Now he passed lounges, diners, chemical toilets and work areas as he negotiated the maze of Oversatch containers. Some Swedes on their way to a holiday in Canada waved and shouted his name; they were clearly a few drinks into their day, and he just grinned and kept going. Many of the other people he passed were sitting silently in comfortable lounge chairs. They were working, and he didn’t disturb them.

He found his usual workstation, but Miranda’s, which was next to his, was empty. Another woman sat nearby, sipping a beer and having an animated conversation with the blank wall.

Somewhere, maybe on the far side of the world, somebody else was waving their hands, and speaking this woman’s words. She was
riding
and that distant person was her cyranoid.

Yesterday Miranda and Gennady had visited a bus station in Chicago. Both were riding cyranoids, but Miranda was so much better at it than Gennady. His upper body was bathed with infrared laser light, allowing the system to read his posture, gestures, even fine finger motions, and transmit them to the person on the other end. For Gennady, the experience was just like moving an avatar in a game world. The physical skills needed to interpret the system’s commands lay with the cyranoid; so in that sense, Gennady had it easy.

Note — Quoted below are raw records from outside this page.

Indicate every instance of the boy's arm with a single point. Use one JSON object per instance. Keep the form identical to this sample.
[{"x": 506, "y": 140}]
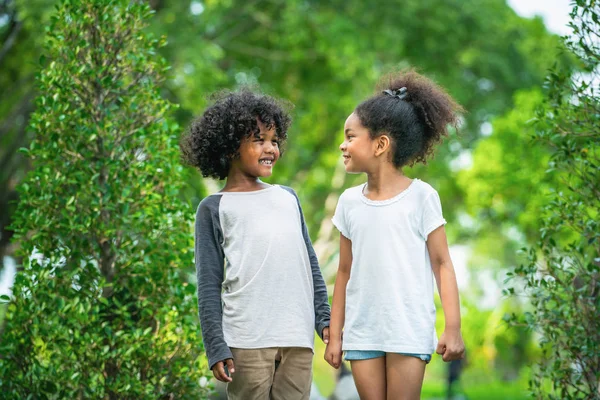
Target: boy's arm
[
  {"x": 209, "y": 273},
  {"x": 321, "y": 300},
  {"x": 451, "y": 345},
  {"x": 333, "y": 353}
]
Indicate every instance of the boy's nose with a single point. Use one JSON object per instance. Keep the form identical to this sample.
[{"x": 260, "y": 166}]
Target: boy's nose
[{"x": 270, "y": 148}]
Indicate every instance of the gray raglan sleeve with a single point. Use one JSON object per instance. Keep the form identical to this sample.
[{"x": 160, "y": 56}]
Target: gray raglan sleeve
[
  {"x": 321, "y": 301},
  {"x": 210, "y": 262}
]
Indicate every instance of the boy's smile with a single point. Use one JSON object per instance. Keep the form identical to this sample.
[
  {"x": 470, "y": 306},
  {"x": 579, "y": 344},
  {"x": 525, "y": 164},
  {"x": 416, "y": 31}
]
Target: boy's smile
[{"x": 258, "y": 153}]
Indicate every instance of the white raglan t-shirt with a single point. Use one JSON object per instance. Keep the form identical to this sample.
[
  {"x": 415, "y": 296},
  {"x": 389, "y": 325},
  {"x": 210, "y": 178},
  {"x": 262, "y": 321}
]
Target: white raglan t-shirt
[{"x": 389, "y": 296}]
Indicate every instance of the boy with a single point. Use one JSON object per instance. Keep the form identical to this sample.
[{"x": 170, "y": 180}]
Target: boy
[{"x": 260, "y": 289}]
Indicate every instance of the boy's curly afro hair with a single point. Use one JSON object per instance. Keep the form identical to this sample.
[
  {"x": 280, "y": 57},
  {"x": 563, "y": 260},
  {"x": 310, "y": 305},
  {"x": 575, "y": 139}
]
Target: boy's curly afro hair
[
  {"x": 213, "y": 140},
  {"x": 416, "y": 122}
]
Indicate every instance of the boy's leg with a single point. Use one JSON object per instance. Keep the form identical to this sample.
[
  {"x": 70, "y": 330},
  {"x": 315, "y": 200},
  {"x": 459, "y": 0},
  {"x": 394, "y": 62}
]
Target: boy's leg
[
  {"x": 293, "y": 375},
  {"x": 253, "y": 377},
  {"x": 404, "y": 376},
  {"x": 369, "y": 377}
]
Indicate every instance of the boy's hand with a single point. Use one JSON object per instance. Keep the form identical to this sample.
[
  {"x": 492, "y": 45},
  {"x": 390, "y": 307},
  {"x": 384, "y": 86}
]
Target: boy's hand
[
  {"x": 451, "y": 346},
  {"x": 333, "y": 353},
  {"x": 326, "y": 335},
  {"x": 223, "y": 370}
]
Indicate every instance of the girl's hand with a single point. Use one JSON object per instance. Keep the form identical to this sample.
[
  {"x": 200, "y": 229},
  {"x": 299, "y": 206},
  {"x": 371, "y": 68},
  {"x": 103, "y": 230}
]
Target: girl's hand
[
  {"x": 223, "y": 370},
  {"x": 451, "y": 346},
  {"x": 333, "y": 353},
  {"x": 326, "y": 335}
]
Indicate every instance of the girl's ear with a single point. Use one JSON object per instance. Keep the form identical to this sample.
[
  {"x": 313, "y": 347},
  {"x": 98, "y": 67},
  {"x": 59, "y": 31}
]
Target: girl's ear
[{"x": 383, "y": 143}]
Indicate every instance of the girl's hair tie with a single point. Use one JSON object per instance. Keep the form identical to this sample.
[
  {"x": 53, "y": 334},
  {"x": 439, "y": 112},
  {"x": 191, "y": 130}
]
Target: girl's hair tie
[{"x": 400, "y": 93}]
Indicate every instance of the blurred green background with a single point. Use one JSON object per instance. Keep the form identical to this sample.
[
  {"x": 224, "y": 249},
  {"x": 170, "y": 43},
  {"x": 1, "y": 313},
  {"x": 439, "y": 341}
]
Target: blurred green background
[{"x": 325, "y": 57}]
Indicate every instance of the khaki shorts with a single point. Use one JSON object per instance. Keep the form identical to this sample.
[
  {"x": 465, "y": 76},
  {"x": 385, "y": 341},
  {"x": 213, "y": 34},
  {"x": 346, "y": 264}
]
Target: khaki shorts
[{"x": 274, "y": 373}]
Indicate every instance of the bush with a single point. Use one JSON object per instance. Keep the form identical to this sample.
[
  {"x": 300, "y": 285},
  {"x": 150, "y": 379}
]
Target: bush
[
  {"x": 562, "y": 276},
  {"x": 101, "y": 307}
]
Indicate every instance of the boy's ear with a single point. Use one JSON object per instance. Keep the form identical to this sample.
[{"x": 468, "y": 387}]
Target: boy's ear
[{"x": 382, "y": 145}]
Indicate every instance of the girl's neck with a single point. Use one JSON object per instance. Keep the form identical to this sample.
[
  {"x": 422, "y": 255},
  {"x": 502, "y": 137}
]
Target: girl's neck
[
  {"x": 239, "y": 182},
  {"x": 385, "y": 182}
]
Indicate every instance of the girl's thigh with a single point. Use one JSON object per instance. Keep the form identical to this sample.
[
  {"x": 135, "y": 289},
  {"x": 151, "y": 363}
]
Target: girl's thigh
[
  {"x": 404, "y": 376},
  {"x": 369, "y": 377}
]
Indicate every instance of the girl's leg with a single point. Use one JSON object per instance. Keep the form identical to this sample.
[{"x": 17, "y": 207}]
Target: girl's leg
[
  {"x": 404, "y": 376},
  {"x": 369, "y": 377}
]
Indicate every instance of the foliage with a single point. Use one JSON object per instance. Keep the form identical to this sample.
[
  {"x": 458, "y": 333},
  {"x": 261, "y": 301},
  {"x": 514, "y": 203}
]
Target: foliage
[
  {"x": 102, "y": 308},
  {"x": 562, "y": 275}
]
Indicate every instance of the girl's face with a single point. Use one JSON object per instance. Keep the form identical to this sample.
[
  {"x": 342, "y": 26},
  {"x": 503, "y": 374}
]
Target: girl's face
[
  {"x": 258, "y": 154},
  {"x": 358, "y": 149}
]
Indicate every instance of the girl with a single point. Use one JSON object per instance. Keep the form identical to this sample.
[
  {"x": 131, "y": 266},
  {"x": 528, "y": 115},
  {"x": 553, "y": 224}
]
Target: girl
[{"x": 392, "y": 243}]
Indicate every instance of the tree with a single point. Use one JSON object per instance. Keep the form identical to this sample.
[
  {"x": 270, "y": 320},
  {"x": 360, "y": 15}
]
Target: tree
[
  {"x": 101, "y": 308},
  {"x": 562, "y": 275}
]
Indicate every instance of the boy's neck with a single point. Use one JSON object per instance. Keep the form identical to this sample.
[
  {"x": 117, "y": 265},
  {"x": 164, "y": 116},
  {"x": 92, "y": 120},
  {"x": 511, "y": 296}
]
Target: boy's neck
[{"x": 237, "y": 182}]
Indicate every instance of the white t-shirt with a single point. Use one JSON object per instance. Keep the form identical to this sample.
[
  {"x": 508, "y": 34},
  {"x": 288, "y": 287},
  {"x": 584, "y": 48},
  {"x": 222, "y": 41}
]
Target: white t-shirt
[{"x": 389, "y": 296}]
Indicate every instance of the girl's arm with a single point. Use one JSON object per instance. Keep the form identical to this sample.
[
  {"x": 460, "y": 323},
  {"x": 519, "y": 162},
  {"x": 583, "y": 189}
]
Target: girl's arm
[
  {"x": 450, "y": 345},
  {"x": 333, "y": 353}
]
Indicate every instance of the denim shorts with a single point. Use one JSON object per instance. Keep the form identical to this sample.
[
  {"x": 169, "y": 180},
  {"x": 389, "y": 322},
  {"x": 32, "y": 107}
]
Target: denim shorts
[{"x": 355, "y": 355}]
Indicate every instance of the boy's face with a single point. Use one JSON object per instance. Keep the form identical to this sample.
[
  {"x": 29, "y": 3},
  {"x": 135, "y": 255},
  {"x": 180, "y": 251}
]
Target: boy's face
[{"x": 258, "y": 154}]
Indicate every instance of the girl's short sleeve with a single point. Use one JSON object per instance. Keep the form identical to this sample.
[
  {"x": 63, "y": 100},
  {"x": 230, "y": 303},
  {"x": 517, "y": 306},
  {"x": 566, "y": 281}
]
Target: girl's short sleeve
[
  {"x": 432, "y": 217},
  {"x": 339, "y": 218}
]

But he had to meet new people on an hour-by-hour basis, and even though he was hiding thousands of miles away from that point of contact, each new encounter made his stomach knot up.

At the bus depot he and Miranda had done what countless pimps, church recruiters and sexual predators had done for generations: they looked for any solitary young people who might exit the buses. There was a particular set to the shoulders, an expression he was learning to read: it was the fear of being alone in the big city.

The cyranoids he and Miranda rode were very respectable looking people. Together or separately, they would approach these uncertain youths, and offer them work. Oversatch was recruiting.